L’armée réunie sous les murs de Rome se composait des corps qui avaient pris parti pour Népos et de ceux qui, restés fidèles à Glycerius, s’étaient dispersés lorsque leur chef leur avait donné, par sa retraite précipitée, le signal de la déroute. Répandus dans la campagne de Rome, ils l’infestaient de leurs brigandages, et une fois la guerre terminée, Népos s’occupa de les rallier et de les refondre avec les premiers, afin de reconstituer sur son ancien pied l’armée italienne. Il semble qu’Oreste avait été chargé de ce travail. Soit que le Pannonien, voyant Glycerius s’abandonner lui-même, eût déserté sans scrupule pendant la lutte, entraînant avec lui la garde impériale, dont il était un des chefs influens, soit qu’il eût attendu, suivant son habitude, que la fortune eût prononcé, on le retrouve après la victoire à la tête de l’armée reconstituée, et le plus important des capitaines de Népos. Il avait son quartier-général à Rome même, dont il occupait le territoire, tandis que l’empereur était rentré dans Ravenne, véritable siège du gouvernement et métropole des affaires.

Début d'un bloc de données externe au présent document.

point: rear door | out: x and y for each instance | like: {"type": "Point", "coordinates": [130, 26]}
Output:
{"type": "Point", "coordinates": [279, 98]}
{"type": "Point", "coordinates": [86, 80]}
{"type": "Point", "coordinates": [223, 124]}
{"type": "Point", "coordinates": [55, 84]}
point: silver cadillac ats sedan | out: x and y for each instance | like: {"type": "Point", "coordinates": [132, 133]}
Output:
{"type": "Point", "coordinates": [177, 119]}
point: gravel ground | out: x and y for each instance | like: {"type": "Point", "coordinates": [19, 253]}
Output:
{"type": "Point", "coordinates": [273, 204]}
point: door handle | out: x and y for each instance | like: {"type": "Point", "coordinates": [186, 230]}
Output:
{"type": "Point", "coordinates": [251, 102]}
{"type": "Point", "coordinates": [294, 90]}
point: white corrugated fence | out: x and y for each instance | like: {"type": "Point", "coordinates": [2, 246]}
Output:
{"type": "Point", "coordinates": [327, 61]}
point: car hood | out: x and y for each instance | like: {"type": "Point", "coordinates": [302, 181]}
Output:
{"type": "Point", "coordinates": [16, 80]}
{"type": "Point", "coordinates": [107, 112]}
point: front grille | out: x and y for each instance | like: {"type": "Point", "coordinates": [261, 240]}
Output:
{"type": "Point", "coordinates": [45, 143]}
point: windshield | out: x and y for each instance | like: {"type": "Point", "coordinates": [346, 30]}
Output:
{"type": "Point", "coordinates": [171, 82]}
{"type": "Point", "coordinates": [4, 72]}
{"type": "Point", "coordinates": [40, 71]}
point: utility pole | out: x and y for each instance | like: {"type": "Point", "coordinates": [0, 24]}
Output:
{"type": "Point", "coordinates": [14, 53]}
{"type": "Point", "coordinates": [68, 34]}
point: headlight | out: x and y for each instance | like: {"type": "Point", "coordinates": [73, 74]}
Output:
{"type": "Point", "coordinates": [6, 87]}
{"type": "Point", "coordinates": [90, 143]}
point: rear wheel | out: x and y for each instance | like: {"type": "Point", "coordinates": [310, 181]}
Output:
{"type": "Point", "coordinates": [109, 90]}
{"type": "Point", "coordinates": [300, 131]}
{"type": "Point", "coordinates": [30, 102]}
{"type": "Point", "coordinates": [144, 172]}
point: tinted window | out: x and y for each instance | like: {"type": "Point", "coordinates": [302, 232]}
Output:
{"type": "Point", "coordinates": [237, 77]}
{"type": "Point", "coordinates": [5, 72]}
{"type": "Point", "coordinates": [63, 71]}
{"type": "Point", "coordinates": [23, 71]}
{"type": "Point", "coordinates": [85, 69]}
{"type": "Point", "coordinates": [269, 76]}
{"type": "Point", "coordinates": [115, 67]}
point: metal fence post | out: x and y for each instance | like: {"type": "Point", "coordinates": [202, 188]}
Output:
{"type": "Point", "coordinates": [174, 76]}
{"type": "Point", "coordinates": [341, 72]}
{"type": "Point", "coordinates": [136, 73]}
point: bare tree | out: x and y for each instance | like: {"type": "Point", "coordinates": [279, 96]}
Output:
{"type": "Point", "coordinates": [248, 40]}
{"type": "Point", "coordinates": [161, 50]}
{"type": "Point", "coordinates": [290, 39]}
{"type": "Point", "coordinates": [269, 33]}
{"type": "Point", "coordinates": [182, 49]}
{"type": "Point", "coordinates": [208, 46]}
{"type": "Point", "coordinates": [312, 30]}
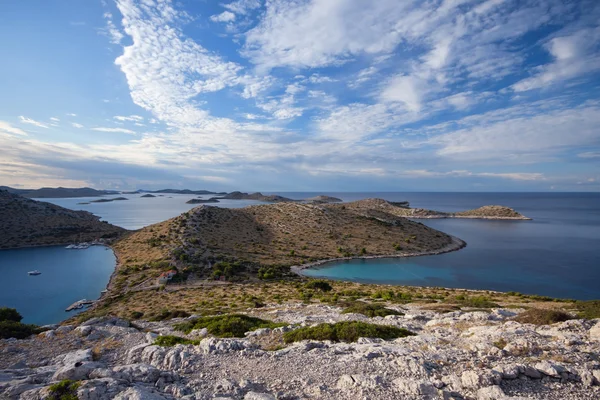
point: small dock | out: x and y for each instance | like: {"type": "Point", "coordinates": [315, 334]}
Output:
{"type": "Point", "coordinates": [79, 305]}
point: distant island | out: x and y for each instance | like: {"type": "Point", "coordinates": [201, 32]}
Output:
{"type": "Point", "coordinates": [203, 201]}
{"type": "Point", "coordinates": [25, 223]}
{"type": "Point", "coordinates": [60, 192]}
{"type": "Point", "coordinates": [109, 200]}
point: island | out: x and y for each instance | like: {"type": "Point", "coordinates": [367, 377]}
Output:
{"type": "Point", "coordinates": [25, 223]}
{"type": "Point", "coordinates": [210, 303]}
{"type": "Point", "coordinates": [60, 192]}
{"type": "Point", "coordinates": [203, 201]}
{"type": "Point", "coordinates": [109, 200]}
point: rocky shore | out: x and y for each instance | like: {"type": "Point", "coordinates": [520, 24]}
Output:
{"type": "Point", "coordinates": [454, 245]}
{"type": "Point", "coordinates": [468, 354]}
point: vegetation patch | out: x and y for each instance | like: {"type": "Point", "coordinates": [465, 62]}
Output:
{"type": "Point", "coordinates": [369, 309]}
{"type": "Point", "coordinates": [232, 325]}
{"type": "Point", "coordinates": [164, 315]}
{"type": "Point", "coordinates": [170, 340]}
{"type": "Point", "coordinates": [346, 331]}
{"type": "Point", "coordinates": [473, 301]}
{"type": "Point", "coordinates": [64, 390]}
{"type": "Point", "coordinates": [12, 327]}
{"type": "Point", "coordinates": [588, 309]}
{"type": "Point", "coordinates": [538, 316]}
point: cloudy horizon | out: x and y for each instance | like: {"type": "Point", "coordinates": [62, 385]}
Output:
{"type": "Point", "coordinates": [319, 95]}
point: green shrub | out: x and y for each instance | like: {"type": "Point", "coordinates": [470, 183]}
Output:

Ce voisinage de Rome, dangereux pour la discipline des soldats, l’était encore plus pour la fidélité des officiels. C’est là que se donnaient carrière, avec une liberté qu’ils n’eussent pas osé invoquer ailleurs, les partis ennemis de Népos : fonctionnaires disgraciés de Glycerius, sénateurs oubliés par le nouveau prince, vieux Romains dont l’orgueil ne se mesurait pas à la réalité des choses, et qui voyaient de bonne foi dans une intervention de l’empire d’Orient un attentat contre Rome et une oppression pour l’Italie, ambitieux de toute classe, fauteurs de révolutions sous le masque du patriotisme occidental. Ni les bonnes intentions de Népos, ni ses efforts pour faire le bien, n’avaient réussi à le rendre populaire. L’amère critique dont ses actes étaient l’objet dans la ville éternelle parut aisément à des généraux avides de pouvoir un appel à la révolte. L’histoire ne saurait affirmer, en l’absence de documens positifs, que le sénat ou du moins une notable partie du sénat prit une part directe au complot qui ne tarda pas à s’organiser ; mais l’attitude des sénateurs vis-à-vis de ce malheureux prince fut si ouvertement hostile, que l’empereur d’Orient put leur dire plus tard avec justice : « C’est vous qui l’avez renversé. »

Dans ce tourbillon de préjugés et de passions qui travaillaient pour lui, Oreste, clairvoyant et réservé, se tenait prêt à tout événement.